Nested function

In computer programming, a nested function (or nested procedure or subroutine) is a function which is defined within another function, the enclosing function. Due to scope rules, the nested function can thus access local variables of the enclosing function, and in turn the nested function cannot be accessed outside of the enclosing function. The nesting is theoretically possible to any ideas of depth, although only a few levels are normally used in practical programs.

Nested functions are used in many approaches to structured programming, including early ones, such as ALGOL, Simula and Pascal, and also in many modern dynamic languages and functional languages. However, they are typically not supported in the C-family of languages. This is largely due to significant implementation difficulties in implementing closures, which result from nested functions in many circumstances.

Effects

Nested functions have a number of effects, most basically due to scope; this assumes function scope or block scope. More simply and less importantly, the scope of the nested function is inside the enclosing function, which means that it is invisible outside of it.

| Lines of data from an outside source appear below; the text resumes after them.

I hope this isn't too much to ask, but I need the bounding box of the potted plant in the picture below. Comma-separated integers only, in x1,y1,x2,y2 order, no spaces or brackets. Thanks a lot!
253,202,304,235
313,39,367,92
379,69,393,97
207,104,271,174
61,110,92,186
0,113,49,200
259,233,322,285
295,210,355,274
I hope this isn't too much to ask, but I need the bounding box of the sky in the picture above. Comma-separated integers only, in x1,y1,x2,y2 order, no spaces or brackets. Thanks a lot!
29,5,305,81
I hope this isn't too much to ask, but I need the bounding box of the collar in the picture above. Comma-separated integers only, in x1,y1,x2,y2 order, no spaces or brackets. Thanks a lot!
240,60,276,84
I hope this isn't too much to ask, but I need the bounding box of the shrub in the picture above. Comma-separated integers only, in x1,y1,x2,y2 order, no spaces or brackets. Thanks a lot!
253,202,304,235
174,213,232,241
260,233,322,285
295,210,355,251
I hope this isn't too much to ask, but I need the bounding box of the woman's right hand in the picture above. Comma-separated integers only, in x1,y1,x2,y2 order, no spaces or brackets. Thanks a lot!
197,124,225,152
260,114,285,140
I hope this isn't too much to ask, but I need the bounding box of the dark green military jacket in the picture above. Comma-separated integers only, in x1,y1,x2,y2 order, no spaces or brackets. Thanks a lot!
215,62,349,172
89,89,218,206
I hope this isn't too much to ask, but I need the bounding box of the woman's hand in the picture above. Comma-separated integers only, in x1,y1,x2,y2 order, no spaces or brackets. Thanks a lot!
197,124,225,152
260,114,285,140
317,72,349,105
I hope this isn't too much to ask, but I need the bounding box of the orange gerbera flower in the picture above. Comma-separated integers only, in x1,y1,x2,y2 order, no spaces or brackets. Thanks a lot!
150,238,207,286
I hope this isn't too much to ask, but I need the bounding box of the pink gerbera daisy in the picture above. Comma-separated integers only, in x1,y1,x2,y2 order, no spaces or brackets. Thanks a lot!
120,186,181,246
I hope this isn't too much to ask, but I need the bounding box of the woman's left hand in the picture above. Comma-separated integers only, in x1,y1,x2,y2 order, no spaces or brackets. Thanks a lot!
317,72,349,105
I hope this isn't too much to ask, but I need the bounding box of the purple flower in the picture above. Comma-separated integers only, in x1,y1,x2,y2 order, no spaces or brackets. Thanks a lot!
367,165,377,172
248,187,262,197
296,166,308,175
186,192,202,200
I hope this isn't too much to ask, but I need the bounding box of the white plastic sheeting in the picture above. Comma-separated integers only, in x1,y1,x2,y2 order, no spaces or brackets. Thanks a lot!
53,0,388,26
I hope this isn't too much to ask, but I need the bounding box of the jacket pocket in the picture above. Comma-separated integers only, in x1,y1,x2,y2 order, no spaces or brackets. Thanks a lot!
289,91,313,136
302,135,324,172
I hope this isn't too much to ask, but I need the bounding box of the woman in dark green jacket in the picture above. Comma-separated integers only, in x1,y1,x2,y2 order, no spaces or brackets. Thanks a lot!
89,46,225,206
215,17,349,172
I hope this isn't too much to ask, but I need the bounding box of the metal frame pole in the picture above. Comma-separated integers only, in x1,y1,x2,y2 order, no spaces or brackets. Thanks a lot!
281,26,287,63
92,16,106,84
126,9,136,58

More importantly, the (body of the) nested function is in the scope of local variables of the enclosing function (if they have function scope), or of local variables in the top block of the function (if they have block scope), and likewise other local functions, constants, types, classes, etc.^{[lower-alpha 1]} This means it can access these entities, both for reading and writing, without explicit passing: it can access the enclosing environment, which greatly simplifies passing data into and out of the nested function.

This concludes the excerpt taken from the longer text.